Imaginaos un errar continuo entre asperezas, breñales, tierras calcinadas, paisajes de desolación, parajes de rocas y zarzas; un caminar bajo la furia de las llamas solares, hacia un punto desconocido, mas, sin embargo, ambicionado, y que, al llegar la tranquilidad de la tarde, os encontráis ante un bosque sagrado, tal como los de los fondos de los adorables primitivos, y allí dulzura, gracia sutil, el aparecimiento de la luna, agua fresca. Y la melodía del ruiseñor.

Daréis las gracias al Ruiseñor por su melodía...


Publicado en La Nación, el 7 de abril de 1907

George Sand y Chopin

— Era una dama poco cómoda — dije.

— Lo mismo dirían sus enamorados — contestó lady Perhaps —. Y, en su tiempo, quizás usted hubiera sido uno de ellos.

— Lo dudo. Una literata, casi no es una mujer: es un colega. Usted conoce la frase de cierto conde francés, marido de una poetisa y escritora bastante linda: «¡Estoy lucido! He venido a darme cuenta un poco tarde de que me he casado con Maurice Barres, con Lavedan y con otros señores que habitan dentro de la piel de mi mujer».

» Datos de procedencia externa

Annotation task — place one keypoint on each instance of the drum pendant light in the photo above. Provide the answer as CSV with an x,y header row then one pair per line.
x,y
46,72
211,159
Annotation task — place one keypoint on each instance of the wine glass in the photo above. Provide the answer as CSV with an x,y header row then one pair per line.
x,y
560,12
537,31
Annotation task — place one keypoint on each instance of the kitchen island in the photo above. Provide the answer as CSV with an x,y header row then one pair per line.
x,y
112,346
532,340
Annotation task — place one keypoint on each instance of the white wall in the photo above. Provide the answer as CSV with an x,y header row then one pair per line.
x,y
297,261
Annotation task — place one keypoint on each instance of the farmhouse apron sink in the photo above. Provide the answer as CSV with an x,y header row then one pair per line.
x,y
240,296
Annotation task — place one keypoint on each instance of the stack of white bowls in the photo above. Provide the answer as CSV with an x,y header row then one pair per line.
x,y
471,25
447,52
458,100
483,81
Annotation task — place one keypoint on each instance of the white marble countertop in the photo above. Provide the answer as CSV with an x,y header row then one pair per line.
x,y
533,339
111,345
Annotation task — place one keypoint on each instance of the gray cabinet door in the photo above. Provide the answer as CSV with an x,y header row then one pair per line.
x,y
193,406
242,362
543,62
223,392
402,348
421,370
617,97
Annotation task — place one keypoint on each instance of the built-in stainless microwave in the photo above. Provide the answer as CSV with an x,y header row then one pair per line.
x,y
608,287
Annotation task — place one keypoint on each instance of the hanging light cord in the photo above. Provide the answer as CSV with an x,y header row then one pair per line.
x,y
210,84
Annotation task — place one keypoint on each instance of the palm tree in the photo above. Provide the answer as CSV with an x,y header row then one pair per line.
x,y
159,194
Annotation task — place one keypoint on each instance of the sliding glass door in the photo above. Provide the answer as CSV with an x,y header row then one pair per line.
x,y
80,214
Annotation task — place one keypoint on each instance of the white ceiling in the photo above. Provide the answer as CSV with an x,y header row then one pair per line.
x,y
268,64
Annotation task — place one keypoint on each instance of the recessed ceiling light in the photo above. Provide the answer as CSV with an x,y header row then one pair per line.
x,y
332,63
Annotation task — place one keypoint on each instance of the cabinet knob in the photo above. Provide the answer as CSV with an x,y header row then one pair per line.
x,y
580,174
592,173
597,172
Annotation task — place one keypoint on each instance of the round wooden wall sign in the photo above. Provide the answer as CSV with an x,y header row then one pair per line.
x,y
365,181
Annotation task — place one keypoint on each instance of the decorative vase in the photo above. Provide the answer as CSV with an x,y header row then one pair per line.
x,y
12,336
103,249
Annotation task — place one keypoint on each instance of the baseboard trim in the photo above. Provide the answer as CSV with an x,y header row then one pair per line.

El automóvil iba de la manera que le agradaba al shah de Persia: despacio; lo cual no era completamente del agrado de Salas, el intrépido y grato sportsman que nos conducía; de Aris, médico de gallardos ímpetus y amigo de humanidades; y aun de Gabriel Alomar, que ama todo lo dinámico. Yo representaba al shah de Persia, en unión de Joan Sureda, el castellano de Valldemosa. La gallarda inglesa estaba completamente de nuestra parte.

— Esta excursión —dijo— será en honor y memoria de George Sand.

La carretera se extendía entre dos vastos olivares, los olivares centenarios que inspiraron a Gustavo Doré sus árboles antropomorfos en una de las más admirables ilustraciones de la Divina comedia. En realidad, ese trecho semeja un capítulo de Ovidio. Es un pueblo de troncos, cuyos gestos y aspectos no pueden ser más humanos. Humanos y diabólicos. Imaginaos una de esas ciudades que en las Mil y una noches quedan de improviso transformadas; una población que se petrifica, por la virtud de un mal genio. Aquí la voluntad del encantador tornó en figuras vegetales las figuras de los hombres. Y ahí entra el imperio de la fantasía. Los olivos retorcidos expresan con sus apariencias designios y voluntades. George Sand, en su libro Un hiver à Majorque, habla de los olivos mallorquines en términos de romántico entusiasmo: «Al ver el aspecto formidable, el grosor desmesurado y las actitudes furibundas de esos árboles misteriosos, mi imaginación los ha aceptado de buena voluntad por contemporáneos de Aníbal. Cuando se pasea uno por la tarde a su sombra, preciso es que se acuerde bien de que aquellos son árboles; pues si daba crédito a los ojos y a la meditación, quedaría uno espantado en medio de esos monstruos fantásticos; los unos, encorvándose hacia vosotros como dragones enormes, con la boca abierta y las alas desplegadas; otros, arrollándose sobre sí mismos como boas entumecidas; otros, abrazándose con furor como luchadores gigantescos. Aquí hay un centauro al galope, llevando sobre su grupa no sé qué horrible mona; allí un reptil sin nombre que devora una cierva jadeante; más lejos, un sátiro que baila con un macho cabrío menos deforme que él; y, a menudo, es un solo árbol resquebrajado, nudoso, torcido, giboso, que tomaríais por un grupo de diez árboles distintos y que representa todos esos diversos monstruos para reunirse en una sola cabeza, horrible como la de los fetiches indios y coronada por una sola rama verde como una cimera. George Sand pasó por aquí en birlocho. Yo iba en el caballo de hierro que se nutre de esencias y de espacio. Y al paso del auto parecíame que los árboles se animaban; y que la inmovilidad de los olivos viejos se suspendía por instantes, por virtud de las hamadriadas que habitan en ellos. Parecía como que se animaban los rugosos troncos, raras esculturas que complacerían a Rodin.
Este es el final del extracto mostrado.